His assets, more importantly InterBank, were immediately seized by order of the Ministry of Finance and put under the supervision of the Central Bank of the Russian Federation, which appointed a temporary management team including directors of the Sberbank1 to ensure the day to day functioning of the bank, preventing the transfer of funds overseas, in particular to foreign banks or businesses controlled by Tarasov and his friends.
The decision directly hit INI London. It was Moscow’s retaliation for the sanctions that had affected banks controlled by Putin’s friends who had seen hundreds of millions dollars worth of their assets frozen. They included Bank Rossiya, the bank of senior Russian officials, and the SMP Bank owned principally by two brothers, Arkady and Boris Rotenberg, childhood friends of Putin, who had amassed fortunes from rich contracts with the state and state-owned companies.

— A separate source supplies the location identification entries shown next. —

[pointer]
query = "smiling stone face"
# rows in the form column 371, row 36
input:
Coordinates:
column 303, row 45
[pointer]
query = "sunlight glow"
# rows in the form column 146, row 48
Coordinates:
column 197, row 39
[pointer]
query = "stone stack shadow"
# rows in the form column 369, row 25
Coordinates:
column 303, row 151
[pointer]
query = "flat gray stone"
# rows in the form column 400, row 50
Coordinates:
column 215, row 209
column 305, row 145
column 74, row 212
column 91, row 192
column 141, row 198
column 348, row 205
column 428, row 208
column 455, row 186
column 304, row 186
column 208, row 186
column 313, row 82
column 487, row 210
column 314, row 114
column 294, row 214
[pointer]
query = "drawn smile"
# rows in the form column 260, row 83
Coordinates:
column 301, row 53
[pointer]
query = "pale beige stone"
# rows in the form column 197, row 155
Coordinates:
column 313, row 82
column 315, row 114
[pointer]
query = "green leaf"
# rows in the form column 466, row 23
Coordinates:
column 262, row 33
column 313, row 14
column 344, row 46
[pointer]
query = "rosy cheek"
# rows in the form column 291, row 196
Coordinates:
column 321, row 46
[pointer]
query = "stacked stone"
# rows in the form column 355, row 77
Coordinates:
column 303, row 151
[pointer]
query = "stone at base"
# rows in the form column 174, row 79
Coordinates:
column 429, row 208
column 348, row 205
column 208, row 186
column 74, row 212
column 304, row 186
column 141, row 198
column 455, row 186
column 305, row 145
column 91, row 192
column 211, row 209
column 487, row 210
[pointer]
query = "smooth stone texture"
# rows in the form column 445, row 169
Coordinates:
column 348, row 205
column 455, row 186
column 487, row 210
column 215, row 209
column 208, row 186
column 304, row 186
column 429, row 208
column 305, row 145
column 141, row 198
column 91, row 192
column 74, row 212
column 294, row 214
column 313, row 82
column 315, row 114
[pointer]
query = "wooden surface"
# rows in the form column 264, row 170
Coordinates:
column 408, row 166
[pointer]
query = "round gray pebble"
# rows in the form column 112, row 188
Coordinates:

1. The Savings Bank of Russia, the country’s largest, of which the Central Bank held 51%
DAVOS SWITZERLAND
He was drawn to Thomas Mann’s ‘Magic Mountain’ by a fascination that even he had difficulty to define, perhaps it was the mystic of Switzerland, the centre par excellence of offshore banking. Davos had become a pilgrimage that Pat Kennedy had religiously made every January for the previous six or seven years.